DALLA CULTURA “WOKE” ALLA GIUSTIZIA SOCIALE
di Giuseppe Gullo
Sono convinto che in molti abbiamo preso in mano il cellulare per leggere su Google il significato letterale della parola “Woke”. Non è un fatto raro dopo l’invasione degli inglesismi nella nostra lingua parlata e scritta. Alcune di queste parole o frasi sono diventate di uso così comune che ci si meraviglia allorché qualcuno usa “va bene” o “d’accordo” in luogo di “OK”, che è un’allocuzione così frequente e ripetuta da sembrare il risultato di un tic nervoso.
“La cultura woke indica una forte attenzione e un atteggiamento di vigilanza contro ogni forma di ingiustizia sociale, razzismo e discriminazione. Nata nel linguaggio degli afroamericani, oggi definisce l’impegno per i diritti delle minoranze, ma viene anche criticata per i rischi di eccessi ideologici e di censura.”
Senza alcuna necessità di fare ricorso ad un termine coniato dagli afroamericani per indicare la lotta contro le discriminazioni razziali, molto radicate negli USA e per niente superate, il concetto di fondo al quale si può fare riferimento senza discostarsi dalla realtà nel lessico politico italiano è la giustizia sociale, cioè il programma che tende a migliorare le condizioni economiche delle classi meno abbienti attraverso politiche di redistribuzione del reddito, aumento dell’occupazione, incremento delle misure a sostegno delle fasce più deboli e un sostanziale miglioramento delle loro condizioni di vita. Questi principi sono presenti nel dibattito politico italiano da ottant’anni e sono patrimonio delle forze democratiche e progressiste della sinistra moderata e in buona misura anche della parte della DC che si definiva dei Cattolici democratici, da Dossetti a La Pira, a Martini fino al Moro fautore del “Compromesso storico“.

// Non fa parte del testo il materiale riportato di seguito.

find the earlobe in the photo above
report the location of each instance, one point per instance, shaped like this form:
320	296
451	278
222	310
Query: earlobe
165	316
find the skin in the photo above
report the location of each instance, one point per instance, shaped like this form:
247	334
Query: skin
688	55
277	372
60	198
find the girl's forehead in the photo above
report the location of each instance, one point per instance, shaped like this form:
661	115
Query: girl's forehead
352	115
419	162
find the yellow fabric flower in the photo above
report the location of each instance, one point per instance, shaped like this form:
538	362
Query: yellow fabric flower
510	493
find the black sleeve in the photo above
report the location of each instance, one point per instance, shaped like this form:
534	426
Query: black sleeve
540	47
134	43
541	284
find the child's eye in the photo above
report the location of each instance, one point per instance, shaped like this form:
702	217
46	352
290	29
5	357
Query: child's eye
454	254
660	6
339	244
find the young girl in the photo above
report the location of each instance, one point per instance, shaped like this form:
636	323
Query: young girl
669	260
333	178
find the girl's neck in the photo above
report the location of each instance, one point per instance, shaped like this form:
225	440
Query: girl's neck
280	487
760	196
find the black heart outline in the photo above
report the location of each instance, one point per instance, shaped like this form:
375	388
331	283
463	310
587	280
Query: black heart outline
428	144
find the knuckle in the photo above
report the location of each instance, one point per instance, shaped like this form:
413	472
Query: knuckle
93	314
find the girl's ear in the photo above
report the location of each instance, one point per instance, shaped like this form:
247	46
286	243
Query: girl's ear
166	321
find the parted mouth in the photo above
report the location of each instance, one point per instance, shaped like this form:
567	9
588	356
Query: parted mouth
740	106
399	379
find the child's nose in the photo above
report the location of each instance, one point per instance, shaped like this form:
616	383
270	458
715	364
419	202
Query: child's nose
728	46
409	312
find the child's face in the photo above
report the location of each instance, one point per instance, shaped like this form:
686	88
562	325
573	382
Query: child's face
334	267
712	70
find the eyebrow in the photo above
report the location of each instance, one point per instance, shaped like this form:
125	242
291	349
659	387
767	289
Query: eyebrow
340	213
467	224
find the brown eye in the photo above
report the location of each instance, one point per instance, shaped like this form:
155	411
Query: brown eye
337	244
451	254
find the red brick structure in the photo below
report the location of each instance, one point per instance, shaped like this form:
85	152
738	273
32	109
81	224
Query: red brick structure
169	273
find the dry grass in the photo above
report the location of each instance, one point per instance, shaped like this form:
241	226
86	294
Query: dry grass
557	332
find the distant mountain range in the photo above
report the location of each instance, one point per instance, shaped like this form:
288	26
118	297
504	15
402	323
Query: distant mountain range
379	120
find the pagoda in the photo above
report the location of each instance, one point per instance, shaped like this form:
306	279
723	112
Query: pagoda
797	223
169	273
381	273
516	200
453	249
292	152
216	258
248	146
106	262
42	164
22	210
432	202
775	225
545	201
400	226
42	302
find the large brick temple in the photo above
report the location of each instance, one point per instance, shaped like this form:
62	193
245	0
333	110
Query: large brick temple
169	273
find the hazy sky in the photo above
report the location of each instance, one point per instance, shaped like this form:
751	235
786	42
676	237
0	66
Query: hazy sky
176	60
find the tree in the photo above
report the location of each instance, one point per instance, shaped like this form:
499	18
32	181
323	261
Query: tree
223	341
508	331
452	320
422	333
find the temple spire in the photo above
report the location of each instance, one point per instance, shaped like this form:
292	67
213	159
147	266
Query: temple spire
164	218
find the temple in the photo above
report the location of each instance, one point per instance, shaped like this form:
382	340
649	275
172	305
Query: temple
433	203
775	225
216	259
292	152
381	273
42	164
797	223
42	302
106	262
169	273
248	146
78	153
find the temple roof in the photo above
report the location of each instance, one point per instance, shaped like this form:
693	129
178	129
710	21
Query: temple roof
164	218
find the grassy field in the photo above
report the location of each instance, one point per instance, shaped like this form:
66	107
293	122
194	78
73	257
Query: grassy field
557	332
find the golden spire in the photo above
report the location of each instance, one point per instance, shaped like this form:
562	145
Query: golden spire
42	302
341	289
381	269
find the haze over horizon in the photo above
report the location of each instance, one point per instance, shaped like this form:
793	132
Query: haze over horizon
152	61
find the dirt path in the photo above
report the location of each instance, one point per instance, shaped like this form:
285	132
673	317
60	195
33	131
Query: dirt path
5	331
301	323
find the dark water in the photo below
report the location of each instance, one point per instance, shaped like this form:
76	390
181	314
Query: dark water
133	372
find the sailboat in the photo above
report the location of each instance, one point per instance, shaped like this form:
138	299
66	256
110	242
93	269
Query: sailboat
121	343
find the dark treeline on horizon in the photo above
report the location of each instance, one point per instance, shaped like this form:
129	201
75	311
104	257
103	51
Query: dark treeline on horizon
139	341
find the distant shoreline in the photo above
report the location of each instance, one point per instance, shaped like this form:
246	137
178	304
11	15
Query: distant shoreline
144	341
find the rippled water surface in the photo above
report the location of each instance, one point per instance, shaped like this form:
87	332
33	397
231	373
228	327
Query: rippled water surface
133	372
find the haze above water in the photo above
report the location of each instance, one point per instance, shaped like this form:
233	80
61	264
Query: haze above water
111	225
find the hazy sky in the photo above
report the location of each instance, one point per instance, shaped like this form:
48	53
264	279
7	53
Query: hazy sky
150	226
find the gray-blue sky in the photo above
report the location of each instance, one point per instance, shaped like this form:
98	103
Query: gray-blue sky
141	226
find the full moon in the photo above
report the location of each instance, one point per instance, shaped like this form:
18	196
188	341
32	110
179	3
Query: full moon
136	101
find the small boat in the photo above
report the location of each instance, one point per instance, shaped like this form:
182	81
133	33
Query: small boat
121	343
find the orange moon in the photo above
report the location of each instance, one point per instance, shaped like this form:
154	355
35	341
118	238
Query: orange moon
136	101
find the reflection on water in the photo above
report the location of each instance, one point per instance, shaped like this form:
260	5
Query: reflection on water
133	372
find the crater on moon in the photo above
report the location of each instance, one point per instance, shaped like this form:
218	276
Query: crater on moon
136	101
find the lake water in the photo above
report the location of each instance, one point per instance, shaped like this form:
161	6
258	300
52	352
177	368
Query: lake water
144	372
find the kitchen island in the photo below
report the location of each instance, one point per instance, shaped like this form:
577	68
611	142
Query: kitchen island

Da questo punto di vista a sinistra vi è necessità di più cultura “Woke” non di un suo ridimensionamento. Il punto è che non bisogna confondere concetti e politiche molto diverse. Populismo ed estremismo sono antitetici alla giustizia sociale. Conducono ad uno spreco di risorse, spesso illecito, o ad un freno alla crescita economica e produttiva senza far fare alle classi più deboli un solo passo avanti per migliorare la loro condizione. È stato così per gli sciagurati provvedimenti dei Governi Conte che hanno causato un enorme buco nelle casse dello Stato senza intervenire affatto sulla povertà dei cittadini favorendo piuttosto il malaffare e la corresponsione illecita del RdC. Ancora più grave il provvedimento del c. d. 110%, il cui costo complessivo è stato di oltre 230 miliardi di euro con vaste aree di uso illecito per decine di miliardi.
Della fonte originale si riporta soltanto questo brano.